Riddle of pilot knocking on cockpit door
Safety agency looks at data recorder from aircraft debris after crash
Lufthansa sent its first plane with relatives and friends of the Germanwings air crash victims from Duesseldorf to southern France on March 26, and investigators retrieved cockpit voice recordings from one of the flight data recorders, German media reported.
Lufthansa is the parent company of Germanwings, whose A320 flight crashed in the French Alps, killing all 150 on board, on March 24. Seventy of the dead were Germans, and Spanish officials said 51 were Spaniards.
French investigators sift through wreckage on March 25 for clues into why an Airbus A320 operated by Lufthansa's Germanwings budget airline plowed into an Alpine mountainside. Reuters |
The bereaved were to be given accommodation in Marseilles, near the crash site, the German newspaper Die Welt said.
Search and recovery work on the mountain was progressing very slowly, Deutsche Presse-Agentur reported, and by Thursday morning local time only one body had been recovered. DNA checks to identify remains could take weeks, the French government said.
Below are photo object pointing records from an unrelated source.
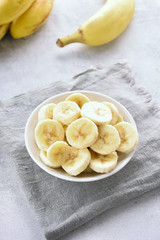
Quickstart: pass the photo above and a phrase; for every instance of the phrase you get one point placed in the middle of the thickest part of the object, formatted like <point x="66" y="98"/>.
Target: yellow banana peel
<point x="106" y="25"/>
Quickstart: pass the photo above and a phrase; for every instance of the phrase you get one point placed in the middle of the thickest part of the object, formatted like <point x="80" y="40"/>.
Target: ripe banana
<point x="103" y="163"/>
<point x="108" y="140"/>
<point x="3" y="29"/>
<point x="114" y="112"/>
<point x="12" y="9"/>
<point x="46" y="112"/>
<point x="120" y="118"/>
<point x="66" y="112"/>
<point x="88" y="170"/>
<point x="47" y="132"/>
<point x="82" y="133"/>
<point x="32" y="19"/>
<point x="128" y="135"/>
<point x="77" y="162"/>
<point x="97" y="112"/>
<point x="78" y="98"/>
<point x="107" y="24"/>
<point x="58" y="153"/>
<point x="43" y="157"/>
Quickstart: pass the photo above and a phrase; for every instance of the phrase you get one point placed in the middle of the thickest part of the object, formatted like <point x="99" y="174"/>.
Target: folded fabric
<point x="62" y="206"/>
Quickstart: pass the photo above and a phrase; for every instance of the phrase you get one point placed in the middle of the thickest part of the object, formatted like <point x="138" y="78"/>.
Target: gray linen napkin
<point x="62" y="206"/>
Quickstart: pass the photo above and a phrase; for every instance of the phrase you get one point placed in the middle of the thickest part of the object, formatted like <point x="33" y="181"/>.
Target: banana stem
<point x="75" y="37"/>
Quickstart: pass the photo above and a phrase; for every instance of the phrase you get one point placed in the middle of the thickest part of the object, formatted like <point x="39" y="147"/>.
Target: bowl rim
<point x="74" y="178"/>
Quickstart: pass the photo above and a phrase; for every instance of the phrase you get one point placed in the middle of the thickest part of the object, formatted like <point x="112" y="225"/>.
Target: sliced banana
<point x="108" y="140"/>
<point x="88" y="170"/>
<point x="114" y="112"/>
<point x="46" y="112"/>
<point x="97" y="112"/>
<point x="78" y="98"/>
<point x="119" y="119"/>
<point x="103" y="163"/>
<point x="47" y="132"/>
<point x="58" y="153"/>
<point x="128" y="135"/>
<point x="43" y="156"/>
<point x="77" y="162"/>
<point x="66" y="112"/>
<point x="82" y="133"/>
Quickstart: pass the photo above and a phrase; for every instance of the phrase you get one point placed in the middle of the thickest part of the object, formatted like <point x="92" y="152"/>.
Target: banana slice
<point x="128" y="135"/>
<point x="66" y="112"/>
<point x="97" y="112"/>
<point x="114" y="112"/>
<point x="77" y="162"/>
<point x="88" y="170"/>
<point x="108" y="140"/>
<point x="78" y="98"/>
<point x="82" y="133"/>
<point x="46" y="112"/>
<point x="47" y="132"/>
<point x="43" y="156"/>
<point x="58" y="153"/>
<point x="119" y="119"/>
<point x="103" y="163"/>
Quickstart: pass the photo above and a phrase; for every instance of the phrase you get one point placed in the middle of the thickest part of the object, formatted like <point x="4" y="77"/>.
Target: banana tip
<point x="59" y="43"/>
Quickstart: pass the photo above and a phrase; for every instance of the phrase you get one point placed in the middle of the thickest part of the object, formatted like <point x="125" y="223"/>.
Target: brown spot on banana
<point x="75" y="37"/>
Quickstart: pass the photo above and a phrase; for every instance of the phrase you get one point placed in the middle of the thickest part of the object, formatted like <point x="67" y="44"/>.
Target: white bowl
<point x="33" y="150"/>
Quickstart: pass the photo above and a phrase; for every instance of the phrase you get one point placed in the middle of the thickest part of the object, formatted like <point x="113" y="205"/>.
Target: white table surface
<point x="35" y="61"/>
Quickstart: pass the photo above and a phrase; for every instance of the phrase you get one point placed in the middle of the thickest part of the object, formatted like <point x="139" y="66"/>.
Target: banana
<point x="114" y="112"/>
<point x="12" y="9"/>
<point x="97" y="112"/>
<point x="78" y="98"/>
<point x="66" y="112"/>
<point x="88" y="170"/>
<point x="82" y="133"/>
<point x="128" y="135"/>
<point x="43" y="156"/>
<point x="77" y="162"/>
<point x="107" y="24"/>
<point x="120" y="118"/>
<point x="46" y="112"/>
<point x="108" y="140"/>
<point x="3" y="29"/>
<point x="58" y="153"/>
<point x="103" y="163"/>
<point x="47" y="132"/>
<point x="32" y="19"/>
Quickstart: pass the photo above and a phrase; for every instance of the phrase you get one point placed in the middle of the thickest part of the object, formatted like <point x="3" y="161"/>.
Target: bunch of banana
<point x="106" y="25"/>
<point x="23" y="17"/>
<point x="80" y="135"/>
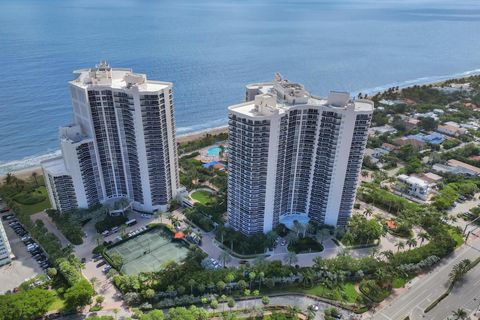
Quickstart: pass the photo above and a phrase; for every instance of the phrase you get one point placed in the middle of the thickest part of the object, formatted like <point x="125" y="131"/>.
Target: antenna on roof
<point x="103" y="65"/>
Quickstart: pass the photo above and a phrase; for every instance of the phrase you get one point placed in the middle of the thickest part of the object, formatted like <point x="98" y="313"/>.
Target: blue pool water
<point x="210" y="49"/>
<point x="214" y="151"/>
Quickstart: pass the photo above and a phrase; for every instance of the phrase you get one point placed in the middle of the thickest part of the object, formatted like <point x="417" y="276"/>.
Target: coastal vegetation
<point x="67" y="287"/>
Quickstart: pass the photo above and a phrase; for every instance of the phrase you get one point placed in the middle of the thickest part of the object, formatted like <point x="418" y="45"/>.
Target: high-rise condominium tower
<point x="293" y="156"/>
<point x="121" y="143"/>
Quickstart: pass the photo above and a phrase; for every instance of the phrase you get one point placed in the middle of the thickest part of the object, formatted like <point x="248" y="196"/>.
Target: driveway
<point x="423" y="290"/>
<point x="51" y="227"/>
<point x="22" y="268"/>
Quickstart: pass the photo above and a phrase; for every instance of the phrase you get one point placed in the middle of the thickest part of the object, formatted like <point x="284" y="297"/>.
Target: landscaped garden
<point x="203" y="196"/>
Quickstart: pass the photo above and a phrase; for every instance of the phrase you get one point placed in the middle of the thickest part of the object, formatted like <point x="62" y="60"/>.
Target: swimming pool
<point x="214" y="151"/>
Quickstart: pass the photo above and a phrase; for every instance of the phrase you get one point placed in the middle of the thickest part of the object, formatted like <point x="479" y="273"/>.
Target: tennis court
<point x="148" y="252"/>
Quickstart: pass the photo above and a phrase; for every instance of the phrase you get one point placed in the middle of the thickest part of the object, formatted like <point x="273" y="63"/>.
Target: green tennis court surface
<point x="148" y="252"/>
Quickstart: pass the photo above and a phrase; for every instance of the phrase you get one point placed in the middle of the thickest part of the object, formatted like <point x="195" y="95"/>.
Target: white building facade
<point x="413" y="186"/>
<point x="121" y="144"/>
<point x="293" y="156"/>
<point x="5" y="250"/>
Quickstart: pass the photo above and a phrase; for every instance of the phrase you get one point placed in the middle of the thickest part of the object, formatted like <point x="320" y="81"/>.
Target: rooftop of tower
<point x="117" y="78"/>
<point x="278" y="96"/>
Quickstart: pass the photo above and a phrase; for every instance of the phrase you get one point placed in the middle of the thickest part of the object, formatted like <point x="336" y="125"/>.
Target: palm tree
<point x="291" y="238"/>
<point x="34" y="176"/>
<point x="270" y="236"/>
<point x="458" y="271"/>
<point x="368" y="211"/>
<point x="224" y="258"/>
<point x="251" y="276"/>
<point x="191" y="283"/>
<point x="260" y="277"/>
<point x="93" y="281"/>
<point x="97" y="237"/>
<point x="9" y="178"/>
<point x="291" y="258"/>
<point x="116" y="311"/>
<point x="460" y="314"/>
<point x="158" y="214"/>
<point x="297" y="227"/>
<point x="411" y="242"/>
<point x="400" y="245"/>
<point x="423" y="236"/>
<point x="123" y="230"/>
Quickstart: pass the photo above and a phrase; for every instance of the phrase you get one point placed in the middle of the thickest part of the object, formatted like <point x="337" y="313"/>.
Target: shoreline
<point x="27" y="172"/>
<point x="187" y="137"/>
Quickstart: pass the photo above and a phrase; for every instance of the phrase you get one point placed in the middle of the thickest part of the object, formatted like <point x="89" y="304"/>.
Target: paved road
<point x="51" y="227"/>
<point x="22" y="268"/>
<point x="425" y="289"/>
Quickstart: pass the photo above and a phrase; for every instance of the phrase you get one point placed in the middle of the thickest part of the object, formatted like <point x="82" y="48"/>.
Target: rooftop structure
<point x="413" y="186"/>
<point x="464" y="167"/>
<point x="121" y="143"/>
<point x="451" y="130"/>
<point x="293" y="156"/>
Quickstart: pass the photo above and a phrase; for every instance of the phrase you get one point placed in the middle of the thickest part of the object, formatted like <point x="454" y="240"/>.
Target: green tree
<point x="400" y="245"/>
<point x="149" y="294"/>
<point x="153" y="315"/>
<point x="224" y="258"/>
<point x="79" y="295"/>
<point x="34" y="176"/>
<point x="423" y="236"/>
<point x="251" y="276"/>
<point x="458" y="272"/>
<point x="231" y="303"/>
<point x="220" y="286"/>
<point x="460" y="314"/>
<point x="411" y="242"/>
<point x="362" y="230"/>
<point x="241" y="285"/>
<point x="291" y="258"/>
<point x="191" y="283"/>
<point x="25" y="305"/>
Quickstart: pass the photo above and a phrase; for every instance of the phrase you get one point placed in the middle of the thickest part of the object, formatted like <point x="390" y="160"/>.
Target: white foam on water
<point x="417" y="81"/>
<point x="34" y="161"/>
<point x="27" y="162"/>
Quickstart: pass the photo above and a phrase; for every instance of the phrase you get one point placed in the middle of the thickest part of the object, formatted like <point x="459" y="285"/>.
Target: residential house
<point x="412" y="186"/>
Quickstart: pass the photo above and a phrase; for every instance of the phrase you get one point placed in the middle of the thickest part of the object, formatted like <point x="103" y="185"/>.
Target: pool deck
<point x="205" y="157"/>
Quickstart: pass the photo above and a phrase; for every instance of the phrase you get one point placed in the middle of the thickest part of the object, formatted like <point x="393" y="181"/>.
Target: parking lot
<point x="23" y="266"/>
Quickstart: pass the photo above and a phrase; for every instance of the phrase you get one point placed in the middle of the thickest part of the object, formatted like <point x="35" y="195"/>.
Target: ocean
<point x="210" y="49"/>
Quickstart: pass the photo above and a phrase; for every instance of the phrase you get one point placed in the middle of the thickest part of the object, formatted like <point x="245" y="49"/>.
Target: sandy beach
<point x="27" y="173"/>
<point x="201" y="134"/>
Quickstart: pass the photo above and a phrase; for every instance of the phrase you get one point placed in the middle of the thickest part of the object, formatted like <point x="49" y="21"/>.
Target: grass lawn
<point x="57" y="304"/>
<point x="306" y="244"/>
<point x="456" y="236"/>
<point x="345" y="293"/>
<point x="204" y="197"/>
<point x="37" y="207"/>
<point x="398" y="282"/>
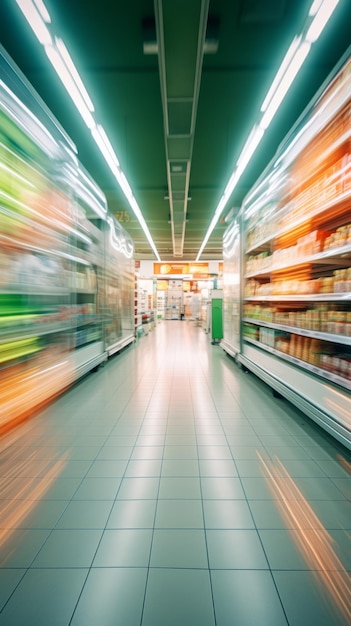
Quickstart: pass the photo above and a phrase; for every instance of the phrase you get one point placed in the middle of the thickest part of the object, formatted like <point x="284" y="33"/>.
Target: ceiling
<point x="177" y="119"/>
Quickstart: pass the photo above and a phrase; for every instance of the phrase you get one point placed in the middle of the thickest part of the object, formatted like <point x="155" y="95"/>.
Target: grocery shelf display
<point x="54" y="274"/>
<point x="119" y="286"/>
<point x="296" y="263"/>
<point x="231" y="289"/>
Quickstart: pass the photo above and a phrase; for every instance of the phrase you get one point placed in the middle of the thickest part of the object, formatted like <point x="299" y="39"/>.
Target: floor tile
<point x="214" y="452"/>
<point x="147" y="452"/>
<point x="68" y="548"/>
<point x="143" y="468"/>
<point x="183" y="467"/>
<point x="221" y="488"/>
<point x="60" y="488"/>
<point x="246" y="597"/>
<point x="177" y="597"/>
<point x="9" y="579"/>
<point x="179" y="548"/>
<point x="107" y="469"/>
<point x="219" y="467"/>
<point x="111" y="596"/>
<point x="44" y="596"/>
<point x="316" y="605"/>
<point x="115" y="453"/>
<point x="227" y="514"/>
<point x="344" y="486"/>
<point x="180" y="488"/>
<point x="235" y="549"/>
<point x="85" y="514"/>
<point x="132" y="514"/>
<point x="138" y="489"/>
<point x="180" y="452"/>
<point x="124" y="548"/>
<point x="20" y="547"/>
<point x="97" y="489"/>
<point x="179" y="514"/>
<point x="163" y="479"/>
<point x="40" y="514"/>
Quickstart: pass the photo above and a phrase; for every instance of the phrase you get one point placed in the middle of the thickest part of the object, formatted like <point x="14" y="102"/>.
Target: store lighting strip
<point x="39" y="20"/>
<point x="318" y="16"/>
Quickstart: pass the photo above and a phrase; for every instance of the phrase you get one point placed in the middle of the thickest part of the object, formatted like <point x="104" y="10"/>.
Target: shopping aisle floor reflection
<point x="170" y="488"/>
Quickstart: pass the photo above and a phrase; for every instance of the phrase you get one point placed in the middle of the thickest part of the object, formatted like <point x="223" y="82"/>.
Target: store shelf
<point x="334" y="378"/>
<point x="314" y="334"/>
<point x="315" y="297"/>
<point x="322" y="258"/>
<point x="303" y="219"/>
<point x="296" y="264"/>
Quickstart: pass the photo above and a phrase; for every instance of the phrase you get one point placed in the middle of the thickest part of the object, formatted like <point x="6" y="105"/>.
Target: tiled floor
<point x="172" y="489"/>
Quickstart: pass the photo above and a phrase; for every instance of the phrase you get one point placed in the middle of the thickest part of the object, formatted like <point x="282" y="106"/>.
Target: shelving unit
<point x="65" y="265"/>
<point x="295" y="264"/>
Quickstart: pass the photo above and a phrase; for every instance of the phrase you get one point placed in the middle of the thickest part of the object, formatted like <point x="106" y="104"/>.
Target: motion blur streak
<point x="313" y="540"/>
<point x="30" y="479"/>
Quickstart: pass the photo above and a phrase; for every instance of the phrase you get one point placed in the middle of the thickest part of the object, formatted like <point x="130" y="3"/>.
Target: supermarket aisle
<point x="172" y="489"/>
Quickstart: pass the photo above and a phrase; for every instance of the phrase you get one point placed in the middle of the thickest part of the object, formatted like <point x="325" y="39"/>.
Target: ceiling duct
<point x="181" y="35"/>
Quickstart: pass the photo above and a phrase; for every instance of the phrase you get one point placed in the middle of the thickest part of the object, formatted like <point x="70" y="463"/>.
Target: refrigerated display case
<point x="119" y="285"/>
<point x="60" y="258"/>
<point x="296" y="222"/>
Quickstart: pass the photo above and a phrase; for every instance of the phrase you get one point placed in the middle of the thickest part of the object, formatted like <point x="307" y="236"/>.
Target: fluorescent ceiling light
<point x="74" y="73"/>
<point x="61" y="68"/>
<point x="285" y="64"/>
<point x="320" y="11"/>
<point x="37" y="16"/>
<point x="315" y="7"/>
<point x="288" y="78"/>
<point x="323" y="15"/>
<point x="250" y="146"/>
<point x="35" y="21"/>
<point x="43" y="11"/>
<point x="107" y="153"/>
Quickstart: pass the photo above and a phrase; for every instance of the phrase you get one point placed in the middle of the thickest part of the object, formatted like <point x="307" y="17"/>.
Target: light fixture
<point x="320" y="12"/>
<point x="38" y="18"/>
<point x="320" y="19"/>
<point x="71" y="87"/>
<point x="286" y="81"/>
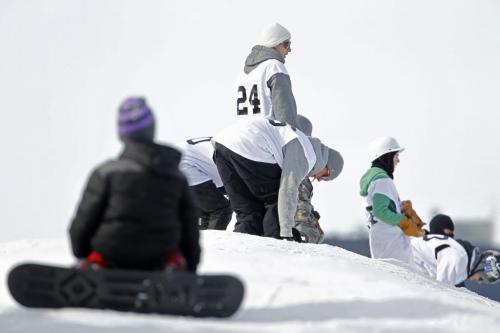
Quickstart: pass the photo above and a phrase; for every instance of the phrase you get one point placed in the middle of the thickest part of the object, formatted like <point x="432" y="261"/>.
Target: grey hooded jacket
<point x="284" y="106"/>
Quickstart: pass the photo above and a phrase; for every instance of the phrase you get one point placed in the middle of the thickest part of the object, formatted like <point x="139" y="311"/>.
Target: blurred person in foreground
<point x="136" y="211"/>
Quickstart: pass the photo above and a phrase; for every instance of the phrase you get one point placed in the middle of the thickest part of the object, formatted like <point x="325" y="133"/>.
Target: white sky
<point x="426" y="72"/>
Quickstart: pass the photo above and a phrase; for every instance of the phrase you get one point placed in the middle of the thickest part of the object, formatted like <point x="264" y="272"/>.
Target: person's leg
<point x="215" y="207"/>
<point x="249" y="210"/>
<point x="263" y="181"/>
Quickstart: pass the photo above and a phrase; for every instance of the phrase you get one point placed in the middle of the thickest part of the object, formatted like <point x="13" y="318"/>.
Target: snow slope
<point x="290" y="287"/>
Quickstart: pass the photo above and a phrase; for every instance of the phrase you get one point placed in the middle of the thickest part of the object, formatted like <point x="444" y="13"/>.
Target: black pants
<point x="253" y="189"/>
<point x="215" y="208"/>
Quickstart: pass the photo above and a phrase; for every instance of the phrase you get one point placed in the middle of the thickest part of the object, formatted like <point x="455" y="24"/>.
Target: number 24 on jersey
<point x="253" y="101"/>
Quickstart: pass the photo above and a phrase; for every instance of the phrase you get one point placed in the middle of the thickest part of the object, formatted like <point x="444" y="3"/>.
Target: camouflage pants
<point x="305" y="220"/>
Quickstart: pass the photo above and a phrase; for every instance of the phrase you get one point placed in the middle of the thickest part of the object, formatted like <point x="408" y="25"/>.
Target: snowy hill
<point x="290" y="287"/>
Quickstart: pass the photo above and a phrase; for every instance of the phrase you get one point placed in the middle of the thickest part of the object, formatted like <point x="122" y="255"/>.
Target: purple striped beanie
<point x="136" y="120"/>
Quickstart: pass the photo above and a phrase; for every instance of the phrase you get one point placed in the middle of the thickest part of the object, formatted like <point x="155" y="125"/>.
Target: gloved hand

Remi Jouty, director of the French Bureau of Inquiry and Analysis for Civil Aviation Safety, speaking of flight data information, said at a news conference at its headquarters outside Paris: "We have been able to extract a useable audio data file. We have not yet been able to study and to establish an exact timing for all the sounds and words heard on this file."
One of the pilots on the Airbus left the cockpit and was unable to return before it went down, The New York Times reported, citing evidence from a cockpit voice recorder.
"The guy outside is knocking lightly on the door and there is no answer," the newspaper quoted an unnamed investigator as saying. "And then he hits the door stronger and no answer. There is never an answer. You can hear he is trying to smash the door down."
President Francois Hollande of France, Chancellor Angela Merkel of Germany and the Spanish Prime Minister Mariano Rajoy traveled to the crash site to pay tribute to the victims.
Hollande promised that authorities would not rest until the causes of the crash were known.
The French Bureau of Inquiry and Analysis for Civil Aviation Safety said it expected initial analysis in "a matter of days" but that a rough read-out could be subject to errors and that more work would be needed for a full interpretation.
French Interior Minister Bernard Cazeneuve earlier said a terrorist attack was not the main hypothesis being worked on, but no theory could be excluded, he said.
He ruled out a mid-air explosion having taken place and said the crash scenario did not appear to be linked to depressurization.
Jouty said the second flight data recorder had yet to be found. The airliner had flown in a straight line directly into the mountain, he said.
It was the first major air passenger disaster on French soil since the supersonic airliner the Concorde crashed as it was taking off from Paris Charles de Gaulle Airport on July 25, 2000.
Germanwings said it cancelled one flight on March 25 and was using 11 aircraft from other airlines for about 40 flights after some of its crewmembers had refused to fly.
Employees laid candles and flowers near the headquarters of Germanwings at Cologne/Bonn airport, and Lufthansa and Germanwings staff worldwide held a moment of silence at 10:53 am local time, the moment the aircraft went missing.
Among the victims were two babies, 16 teenagers and two teachers from the Joseph-Koenig-Gymnasium high school in the town of Haltern am See in northwestern Germany. They were on their way home after an exchange visit near Barcelona.